How Food Is Medicine Screens and Treats Food Insecurity

Contributors: Jacob Mirsky, MD, MA, DipABLM; Priscilla Wang, MD, MPH
10 minute read
A mother and son unpack fresh groceries

According to the U.S. Department of Agriculture (USDA), 17 million households struggled at least once in 2022 to provide enough food for all its members due to a lack of resources. They lacked food security, putting them at risk for chronic, diet-related diseases, such as diabetes and hypertension, not to mention severe, sudden conditions like stroke.

Mass General Brigham uses its Food is Medicine strategy to treat, and prevent, diet-related diseases by addressing poor nutritional options.

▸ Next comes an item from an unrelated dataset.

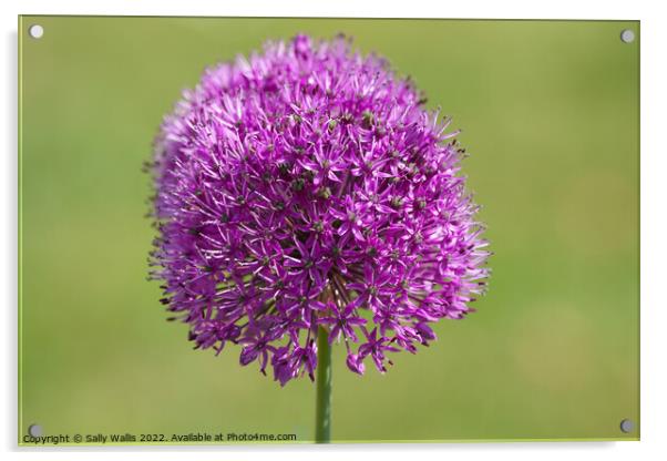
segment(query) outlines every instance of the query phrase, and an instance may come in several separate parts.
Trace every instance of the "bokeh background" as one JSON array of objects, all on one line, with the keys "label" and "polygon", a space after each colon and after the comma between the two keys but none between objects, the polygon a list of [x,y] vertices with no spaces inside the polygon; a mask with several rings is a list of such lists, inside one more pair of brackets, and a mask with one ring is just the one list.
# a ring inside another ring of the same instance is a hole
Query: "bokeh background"
[{"label": "bokeh background", "polygon": [[312,440],[309,380],[165,321],[141,172],[205,66],[297,32],[352,35],[453,115],[495,252],[479,311],[387,375],[335,349],[334,439],[638,439],[638,22],[101,17],[20,20],[20,438]]}]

But how exactly do patients enter a clinic and walk away with reliable access to healthy foods?

“It’s not enough to hand someone vegetables, fruit, and brown rice to eat. That might help for one day, but then what?” says Jacob Mirsky, MD, MA, DipABLM, a Mass General Brigham primary care doctor. “We need to understand what’s preventing patients from accessing those foods in the first place and connect them with resources that will help them overcome barriers to eating and enjoying healthy foods every day.”

Dr. Mirsky, who also heads the MGH Revere Food Pantry at MGH Revere HealthCare Center and Priscilla Wang, MD, MPH, a Mass General Brigham internal medicine doctor and associate medical director of primary care health equity, describe how Mass General Brigham providers screen patients for food insecurity and refer them to food services at partner community organizations.

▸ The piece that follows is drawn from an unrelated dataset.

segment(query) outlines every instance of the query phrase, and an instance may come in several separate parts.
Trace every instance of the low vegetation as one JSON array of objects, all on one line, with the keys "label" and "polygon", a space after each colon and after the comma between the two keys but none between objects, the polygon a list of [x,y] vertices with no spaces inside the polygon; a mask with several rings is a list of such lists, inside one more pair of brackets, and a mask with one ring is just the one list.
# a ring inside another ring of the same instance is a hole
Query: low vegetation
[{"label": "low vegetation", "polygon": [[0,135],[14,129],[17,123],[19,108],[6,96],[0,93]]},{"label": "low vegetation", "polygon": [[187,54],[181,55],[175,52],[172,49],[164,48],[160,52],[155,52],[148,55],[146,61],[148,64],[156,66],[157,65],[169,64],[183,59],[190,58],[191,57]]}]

Together, they outline the patient journey.

How are you screened for food insecurity?

Patients at Mass General Brigham primary care clinics receive screenings before certain routine visits about social drivers of health (social conditions that can affect your health). Patients admitted to Mass General Brigham hospitals are assigned these screenings as well. Staff who work directly with patients, like community health workers or care managers, also may screen patients as part of their workflow.

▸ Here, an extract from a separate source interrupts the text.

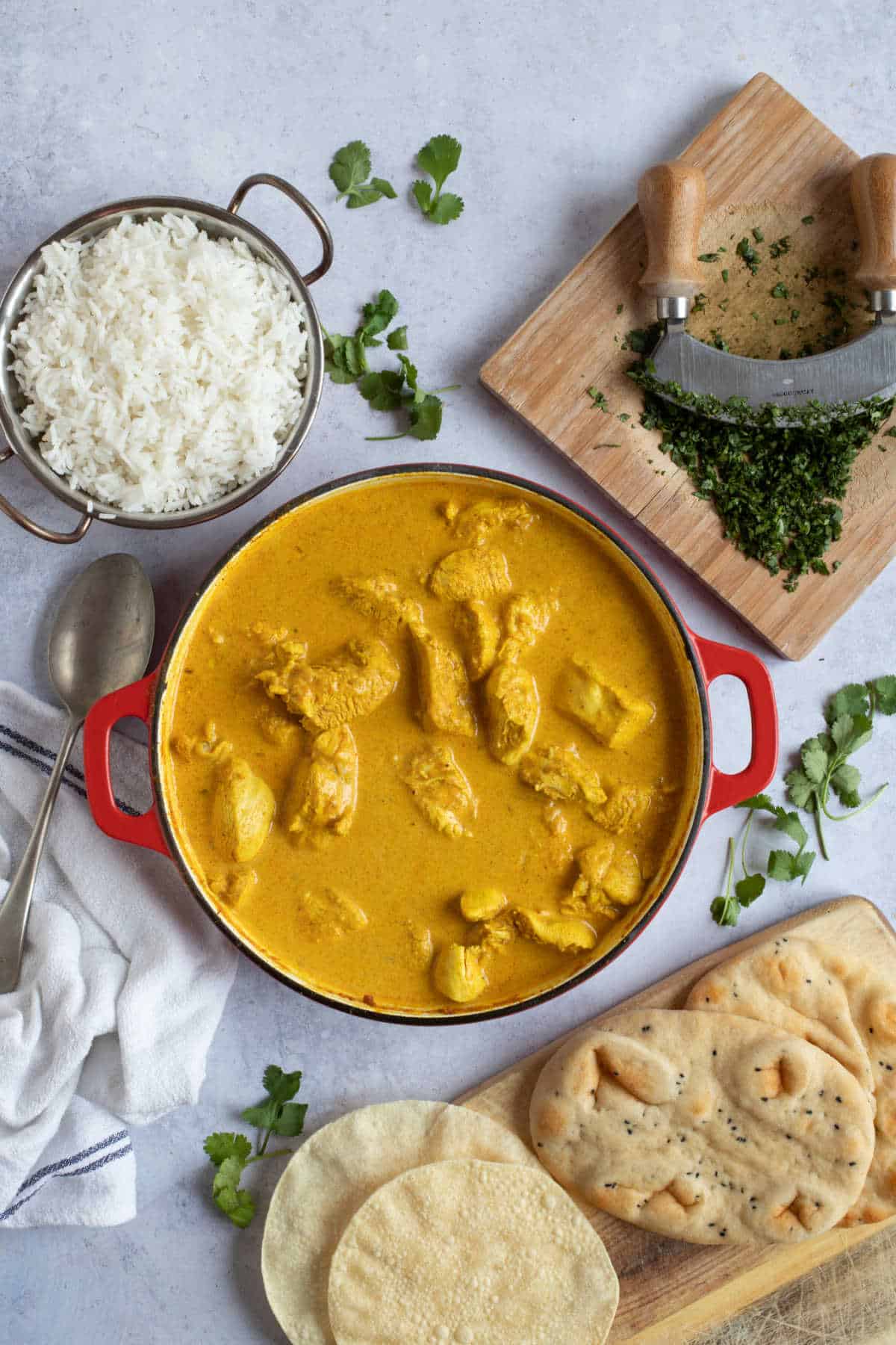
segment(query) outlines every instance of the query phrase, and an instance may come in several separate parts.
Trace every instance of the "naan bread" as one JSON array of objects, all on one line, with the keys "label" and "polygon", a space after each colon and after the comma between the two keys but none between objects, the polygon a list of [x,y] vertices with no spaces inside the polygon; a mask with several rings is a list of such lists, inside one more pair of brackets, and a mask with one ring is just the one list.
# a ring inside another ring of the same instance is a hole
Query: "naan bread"
[{"label": "naan bread", "polygon": [[823,1050],[733,1014],[642,1009],[587,1028],[539,1076],[535,1151],[629,1223],[692,1243],[794,1243],[856,1201],[875,1126]]},{"label": "naan bread", "polygon": [[476,1159],[396,1177],[333,1254],[339,1345],[602,1345],[619,1283],[547,1173]]},{"label": "naan bread", "polygon": [[688,1007],[774,1024],[845,1065],[870,1095],[876,1135],[868,1178],[842,1223],[875,1224],[896,1213],[896,993],[875,967],[782,936],[707,972]]},{"label": "naan bread", "polygon": [[361,1107],[305,1141],[277,1184],[262,1243],[267,1301],[293,1345],[333,1345],[326,1276],[356,1209],[399,1173],[445,1158],[539,1167],[498,1122],[442,1102]]}]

These screenings ask patients to answer two food-related questions:

  1. Within the past 6 months, how often have you worried about running out of food before you can access money to buy more?
  2. Within the past 6 months, have you felt like the food you just bought didn’t last as long as it should have and that you didn’t have enough money to buy more?

A provider can sometimes spot food insecurity without asking either question.

“Maybe they’re talking with their provider and mention how hard it is to eat healthy or that they can’t afford fruits or vegetables like they used to,” says Dr. Mirsky. “This raises a red flag.”

What happens if you screen positive for food insecurity?

Screening results enter your electronic medical record, where your care team can see positive results and act on them. You may be referred to a community health worker or another care team member to follow up on this.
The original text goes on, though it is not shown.